If you had your child at the same age as Adrian Mole, you might just qualify for a place on the Erasmus scheme. Well done to the minister responsible getting that restored.
These are all a waste of time. These prank things only preach to the converted. Need to come up with something that actually gets to the people on the other side instead of continually calling them thick and dumb. Funny that. Insulting the voters you want to change the minds of doesn't work...........but they keep on with that strategy.
Call me cynical, but the privatisation of the Water companies, under Thatcher's Tories, iirc, was nothing more than a 'get rich quick' scheme for people with money to spare - Under price the Utilities, pretend it's for the purposes of greater investment, then allow people to sell the shares that they paid far too little for, and 'Hey Presto' - all those already rich people were able to increase their finances without doing anything. What's that? Utilities are being under-financed? Money is being siphoned off to fat cats with no thought of the wider issues in society? I hadn't appreciated that people are only in it for themselves, and altruism isn't uppermost in everyone's dealings. Oh, well, at least Tories got rich, so not all bad.
Its always the haves that make money........and in the western world that includes the ones on the "left." Like pigs in a trough.
Water is an essential requirement for life. People may be able to put up an argument for the privatisation of other public services, but water should never ever have been part of it.
The cost. Shareholders would have to be compensated, and that would run into billions. Then the government would have to either take on on the debt, or deal with the creditors. Water privatisation was a disaster, a crime against the public really, but taking the industry back into public ownership would mean bailing out the thieves at a cost to the public purse. So the Cunliffe report aims to make these faiuling firms clear up their own mess, albeit ultimately at our expense.
Can't the government let it fail and go bust? Then take it back at that point. Investments go down as well as up as we are so often told so I do wonder why shareholders should be due anything if the company folds? I'm not an economist obviously Edit. The infrastructure has value so that would be sold off to pay some creditors but surely the government can buy that?
Fergal Sharkey is all over the water industry crisis and if what he says in this interview is correct, renationalising the water industry could be done at no cost. And I love the way he talks to Ed Balls in a manner that I interpret him saying “Will you shut the **** up and just listen.” https://youtube.com/shorts/SH9_2co5mW0?si=Crl-Q7dNKCmEFBFO
If there's a way for Thames Water to go broke and be taken over by government, without the taxpayer getting saddled with the debt, I'd certainly be all for it. Not sure there is, but like you I'm not an economist.

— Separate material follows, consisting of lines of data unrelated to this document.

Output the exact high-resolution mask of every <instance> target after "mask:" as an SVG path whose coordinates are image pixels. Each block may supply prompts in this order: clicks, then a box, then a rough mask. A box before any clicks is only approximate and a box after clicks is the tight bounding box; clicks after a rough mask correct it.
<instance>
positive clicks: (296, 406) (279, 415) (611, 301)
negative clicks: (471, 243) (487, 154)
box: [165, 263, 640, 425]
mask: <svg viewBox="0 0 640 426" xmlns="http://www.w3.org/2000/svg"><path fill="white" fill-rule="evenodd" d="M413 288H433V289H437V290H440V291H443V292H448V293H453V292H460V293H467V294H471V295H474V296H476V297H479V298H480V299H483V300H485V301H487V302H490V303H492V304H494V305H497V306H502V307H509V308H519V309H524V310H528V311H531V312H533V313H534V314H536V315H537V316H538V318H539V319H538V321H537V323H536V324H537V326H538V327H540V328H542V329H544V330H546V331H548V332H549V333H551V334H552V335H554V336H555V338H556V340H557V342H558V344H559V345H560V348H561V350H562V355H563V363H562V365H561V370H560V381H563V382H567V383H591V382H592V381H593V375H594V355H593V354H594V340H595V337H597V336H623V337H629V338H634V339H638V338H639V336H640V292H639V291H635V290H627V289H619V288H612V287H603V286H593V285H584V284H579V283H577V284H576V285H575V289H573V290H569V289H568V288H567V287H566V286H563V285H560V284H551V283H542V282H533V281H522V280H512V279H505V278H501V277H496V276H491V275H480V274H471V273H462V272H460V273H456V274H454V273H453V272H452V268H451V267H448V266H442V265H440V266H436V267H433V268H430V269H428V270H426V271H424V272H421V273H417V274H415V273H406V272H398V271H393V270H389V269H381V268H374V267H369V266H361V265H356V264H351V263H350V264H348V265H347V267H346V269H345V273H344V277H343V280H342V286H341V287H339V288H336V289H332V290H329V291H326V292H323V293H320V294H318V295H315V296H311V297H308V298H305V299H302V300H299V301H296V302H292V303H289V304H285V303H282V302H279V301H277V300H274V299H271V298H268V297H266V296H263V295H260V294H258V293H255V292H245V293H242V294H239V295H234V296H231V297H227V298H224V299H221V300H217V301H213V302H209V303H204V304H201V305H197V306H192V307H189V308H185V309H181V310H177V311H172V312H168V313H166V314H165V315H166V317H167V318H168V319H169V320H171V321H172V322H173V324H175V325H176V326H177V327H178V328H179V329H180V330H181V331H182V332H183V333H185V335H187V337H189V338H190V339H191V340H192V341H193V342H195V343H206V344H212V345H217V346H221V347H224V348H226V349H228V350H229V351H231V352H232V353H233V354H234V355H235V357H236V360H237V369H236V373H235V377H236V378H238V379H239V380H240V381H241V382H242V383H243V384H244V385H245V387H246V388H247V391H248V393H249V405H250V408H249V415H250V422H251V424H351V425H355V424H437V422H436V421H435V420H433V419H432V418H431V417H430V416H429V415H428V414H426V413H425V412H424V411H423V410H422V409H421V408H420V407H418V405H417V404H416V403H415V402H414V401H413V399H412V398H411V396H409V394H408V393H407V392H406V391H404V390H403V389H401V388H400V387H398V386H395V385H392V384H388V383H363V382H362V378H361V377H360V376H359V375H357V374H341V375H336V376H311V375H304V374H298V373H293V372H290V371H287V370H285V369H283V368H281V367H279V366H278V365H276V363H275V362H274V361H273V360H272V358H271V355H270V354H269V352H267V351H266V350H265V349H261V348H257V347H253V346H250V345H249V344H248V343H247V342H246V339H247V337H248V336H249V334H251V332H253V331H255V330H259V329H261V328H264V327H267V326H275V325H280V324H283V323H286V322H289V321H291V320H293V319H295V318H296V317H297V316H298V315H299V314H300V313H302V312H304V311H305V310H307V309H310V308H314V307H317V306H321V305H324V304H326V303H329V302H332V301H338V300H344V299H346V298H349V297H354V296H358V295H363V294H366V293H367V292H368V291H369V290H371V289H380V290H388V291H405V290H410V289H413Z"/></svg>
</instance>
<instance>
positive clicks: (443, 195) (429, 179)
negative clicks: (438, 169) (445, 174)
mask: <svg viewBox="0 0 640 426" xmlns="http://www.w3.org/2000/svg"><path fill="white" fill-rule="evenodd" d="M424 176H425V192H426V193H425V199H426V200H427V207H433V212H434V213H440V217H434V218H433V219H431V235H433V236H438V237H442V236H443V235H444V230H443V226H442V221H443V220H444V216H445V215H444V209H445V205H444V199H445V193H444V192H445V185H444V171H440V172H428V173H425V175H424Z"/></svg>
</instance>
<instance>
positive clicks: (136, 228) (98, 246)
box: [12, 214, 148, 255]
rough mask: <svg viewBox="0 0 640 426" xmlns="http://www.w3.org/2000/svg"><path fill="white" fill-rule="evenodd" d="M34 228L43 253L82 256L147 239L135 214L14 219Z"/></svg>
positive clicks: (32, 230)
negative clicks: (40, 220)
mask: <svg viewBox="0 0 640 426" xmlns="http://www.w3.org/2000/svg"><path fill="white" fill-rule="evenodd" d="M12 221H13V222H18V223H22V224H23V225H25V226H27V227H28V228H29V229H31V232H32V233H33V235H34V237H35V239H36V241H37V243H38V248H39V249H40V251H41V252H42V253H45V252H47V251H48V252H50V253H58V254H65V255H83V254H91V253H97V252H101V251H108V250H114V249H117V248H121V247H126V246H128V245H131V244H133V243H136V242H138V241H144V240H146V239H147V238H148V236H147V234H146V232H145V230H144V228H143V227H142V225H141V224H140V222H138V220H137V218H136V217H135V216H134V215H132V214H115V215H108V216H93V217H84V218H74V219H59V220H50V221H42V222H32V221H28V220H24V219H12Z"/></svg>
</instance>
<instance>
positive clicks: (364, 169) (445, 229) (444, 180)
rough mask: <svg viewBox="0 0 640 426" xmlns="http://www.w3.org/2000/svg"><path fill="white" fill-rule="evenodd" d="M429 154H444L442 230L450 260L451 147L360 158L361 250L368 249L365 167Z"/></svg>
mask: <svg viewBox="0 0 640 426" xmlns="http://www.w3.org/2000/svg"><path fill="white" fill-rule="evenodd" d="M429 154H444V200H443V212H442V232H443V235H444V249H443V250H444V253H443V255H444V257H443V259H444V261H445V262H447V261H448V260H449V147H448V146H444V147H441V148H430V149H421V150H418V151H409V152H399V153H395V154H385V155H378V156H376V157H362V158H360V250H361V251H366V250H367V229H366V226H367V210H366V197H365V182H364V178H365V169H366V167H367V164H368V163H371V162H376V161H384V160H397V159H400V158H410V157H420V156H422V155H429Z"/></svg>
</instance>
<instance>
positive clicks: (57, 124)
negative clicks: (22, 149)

Fergal Sharkey has been a great campaigner for clean water for years now, and deserves credit for that. But he's a singer by profession, so I'm not entirely sure I'd trust his figures tbh.
It's not just the water companies, steel and trains are also needing bail outs or renationalisation. No bonuses for managers no matter how they're disguised or dividends for shareholders.
Yeah awful decision by Thatchers gov to go that route. What is it, 40 years on (?) & we’re still paying for it. That water shareholders “dividend” is just obscene & probably similar for all the utilities.
I have said before that if a company is carrying debt then it should never be allowed to pay shares dividends, until after the debt has been cleared.
I see where you are coming from, but that would never work in practice. Some debt (loans, mortgage, etc) enable you to make a profit if you see what I mean.